La industrialización de Dos Hermanas comenzó con el envasado de aceitunas de mesa, la fábrica de yute y la elaboración de pan. En el término municipal de Dos Hermanas existen un buen número de haciendas de olivar. Aunque muchas de ellas han sido absorbidas por el desarrollo urbano e industrial del municipio. Las haciendas de olivar son explotaciones agrícolas dedicadas al cultivo del olivo, la elaboración de aceite y el proceso de exportación mundial de aceitunas. Todo debido a la calidad conseguida tanto en el producto como en su envasado.

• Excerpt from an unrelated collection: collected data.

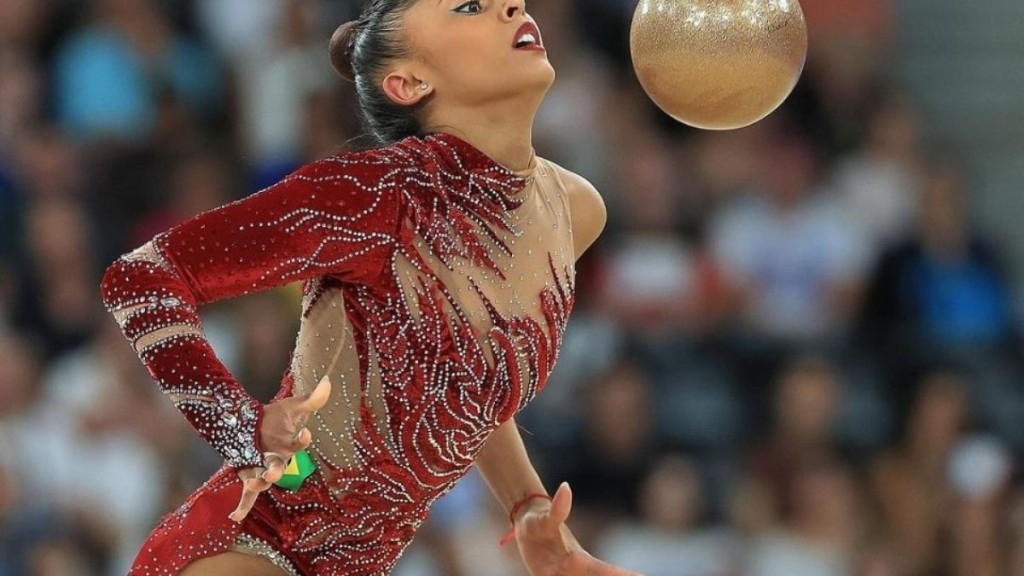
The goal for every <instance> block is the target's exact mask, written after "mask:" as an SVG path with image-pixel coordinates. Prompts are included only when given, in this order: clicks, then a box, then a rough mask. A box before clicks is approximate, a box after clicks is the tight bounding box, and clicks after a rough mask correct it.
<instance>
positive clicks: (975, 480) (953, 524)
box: [947, 435, 1012, 576]
mask: <svg viewBox="0 0 1024 576" xmlns="http://www.w3.org/2000/svg"><path fill="white" fill-rule="evenodd" d="M1011 471H1012V458H1011V455H1010V453H1009V451H1008V450H1007V449H1006V448H1005V447H1004V446H1002V444H1001V443H1000V442H999V441H998V440H996V439H994V438H991V437H987V436H980V435H975V436H973V437H968V438H965V439H964V440H963V441H961V442H959V443H957V445H956V446H955V448H953V450H952V452H951V454H950V457H949V464H948V471H947V474H948V476H949V484H950V487H951V488H952V491H953V502H952V517H953V519H952V522H951V525H952V526H951V528H952V530H951V540H952V542H951V544H952V545H951V548H952V552H951V554H952V558H953V560H952V567H951V568H952V570H950V574H953V575H954V576H1001V575H1005V574H1007V563H1008V561H1010V559H1009V558H1008V557H1007V556H1006V554H1005V551H1004V550H1005V549H1006V548H1007V546H1006V543H1007V534H1006V532H1005V526H1004V523H1002V520H1001V519H1000V511H1001V510H1002V509H1004V508H1005V506H1006V505H1007V504H1009V503H1011V499H1010V498H1009V496H1010V494H1009V491H1008V490H1007V489H1008V488H1009V485H1010V475H1011Z"/></svg>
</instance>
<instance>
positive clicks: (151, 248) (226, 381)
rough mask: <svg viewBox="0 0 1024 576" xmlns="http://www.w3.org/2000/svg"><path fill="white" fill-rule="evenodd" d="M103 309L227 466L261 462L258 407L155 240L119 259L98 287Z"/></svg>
mask: <svg viewBox="0 0 1024 576" xmlns="http://www.w3.org/2000/svg"><path fill="white" fill-rule="evenodd" d="M101 293H102V297H103V302H104V304H105V305H106V308H108V310H109V311H110V312H111V313H112V314H113V315H114V317H115V319H116V320H117V321H118V323H119V325H120V326H121V329H122V331H123V332H124V334H125V336H126V337H127V338H128V340H129V341H130V342H131V344H132V345H133V347H134V348H135V351H136V352H137V353H138V355H139V359H140V360H141V361H142V363H143V364H144V365H145V367H146V369H147V370H148V371H150V374H151V375H152V376H153V378H154V380H156V382H157V383H158V385H159V386H160V387H161V389H162V390H163V392H164V394H165V395H167V396H168V397H169V398H170V399H171V401H172V402H173V403H174V405H175V406H176V407H177V408H178V410H179V411H180V412H181V413H182V415H183V416H184V417H185V419H187V420H188V422H189V423H190V424H191V425H193V427H194V428H195V429H196V430H197V431H198V433H199V434H200V435H201V436H202V437H203V438H204V439H205V440H206V441H207V442H208V443H209V444H210V445H211V446H212V447H213V448H214V449H215V450H217V452H219V453H220V454H221V455H222V456H223V457H224V459H225V461H226V462H227V463H228V464H229V465H231V466H232V467H238V468H242V467H250V466H256V465H260V463H261V461H262V455H261V454H260V450H259V447H258V443H257V440H256V437H257V430H258V428H259V419H260V416H261V414H262V406H261V405H260V404H259V402H257V401H256V399H254V398H253V397H252V396H250V395H249V393H248V392H246V389H245V388H244V387H242V385H241V384H239V383H238V382H237V381H236V380H234V378H233V377H232V376H231V375H230V373H229V372H228V371H227V369H226V368H225V367H224V365H223V364H222V363H221V362H220V360H218V359H217V357H216V354H214V351H213V348H212V347H211V346H210V344H209V342H208V341H207V340H206V337H205V336H204V334H203V331H202V329H201V322H200V317H199V313H198V311H197V306H198V303H199V302H198V300H197V298H196V296H195V294H194V293H193V292H191V291H190V289H189V288H188V286H187V284H186V283H185V282H184V280H183V279H181V278H180V276H179V275H178V274H177V273H176V272H175V271H174V270H173V269H172V268H171V266H169V265H168V264H167V263H166V262H164V261H162V259H161V258H160V256H159V254H157V252H156V249H155V248H154V247H153V245H152V244H150V245H147V247H145V248H143V249H140V250H137V251H136V252H134V253H132V254H130V255H127V256H125V257H122V258H120V259H118V260H117V261H116V262H114V263H113V264H112V265H111V266H110V268H109V269H108V271H106V274H105V275H104V276H103V281H102V284H101Z"/></svg>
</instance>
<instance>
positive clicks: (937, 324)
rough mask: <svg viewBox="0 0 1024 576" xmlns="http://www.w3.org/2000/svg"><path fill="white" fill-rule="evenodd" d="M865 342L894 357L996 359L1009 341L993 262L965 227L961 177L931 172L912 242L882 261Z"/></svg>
mask: <svg viewBox="0 0 1024 576" xmlns="http://www.w3.org/2000/svg"><path fill="white" fill-rule="evenodd" d="M864 317H865V322H866V323H867V325H868V329H869V335H868V337H869V338H870V339H884V340H885V341H886V343H887V344H888V346H887V347H889V348H891V349H893V351H894V352H896V354H897V355H899V356H907V355H909V356H911V357H914V358H922V357H924V358H925V359H928V358H938V357H943V356H945V355H948V354H955V353H956V352H958V351H959V352H965V351H966V352H971V351H989V352H991V351H997V349H999V348H1000V347H1002V346H1005V345H1006V344H1008V343H1010V338H1011V337H1012V336H1013V332H1012V330H1011V329H1012V326H1013V311H1012V306H1011V302H1010V290H1009V289H1008V287H1007V282H1006V280H1005V274H1004V271H1002V268H1001V265H1000V262H999V257H998V255H997V254H996V252H995V250H994V249H993V248H992V246H991V245H990V244H989V242H988V241H987V239H985V238H983V237H982V236H981V235H980V234H978V232H977V231H976V230H975V229H974V228H973V227H972V225H971V222H970V220H969V218H968V206H967V201H966V190H965V182H964V180H963V175H962V174H961V173H959V172H958V171H957V169H956V168H955V167H954V166H952V165H948V164H947V165H933V166H932V167H931V169H930V170H929V172H928V173H927V175H926V177H925V182H924V189H923V195H922V198H921V204H920V205H919V209H918V223H916V228H915V230H914V232H913V235H912V236H911V237H910V238H908V239H906V240H905V241H904V242H903V243H901V244H899V245H897V246H894V247H893V248H892V249H890V250H889V251H888V252H887V253H886V254H885V255H884V256H883V257H882V260H881V262H880V263H879V266H878V269H877V271H876V272H874V275H873V279H872V280H871V283H870V288H869V290H868V295H867V299H866V302H865V311H864Z"/></svg>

En Dos Hermanas están instaladas empresas muy importantes relacionadas con el aceite de oliva y las aceitunas, tales como Acesur, Ybarra, Migasa, Aceites La Masía, Interoliva, Andaoliva,… Dos Hermanas sigue liderando la exportación de aceituna al extranjero, sobre todo al principal mercado consumidor, que es Norteamérica.

Gracias a la industria de las aceitunas se puso los cimientos para que Dos Hermanas se convirtiera en la gran población que es en la actualidad. Todo posible gracias a la aceituna manzanilla y la gordal sevillana. En la que cientos de familias estuvieron ligadas al cultivo del olivar, en los dos últimos siglos de la ciudad de Dos Hermanas, trabajando en haciendas y almacenes de aceitunas, que contribuyeron al desarrollo demográfico, económico y social de Dos Hermanas. Facilitando el hecho de que el trabajo femenino fuera clave en el desarrollo de la ciudad, por la cantidad de mujeres que trabajan en los almacenes de aceitunas. Donde también el pan fue protagonista, con los numerosos obradores de pan abiertos en Dos Hermanas, por su constatada calidad y servicio.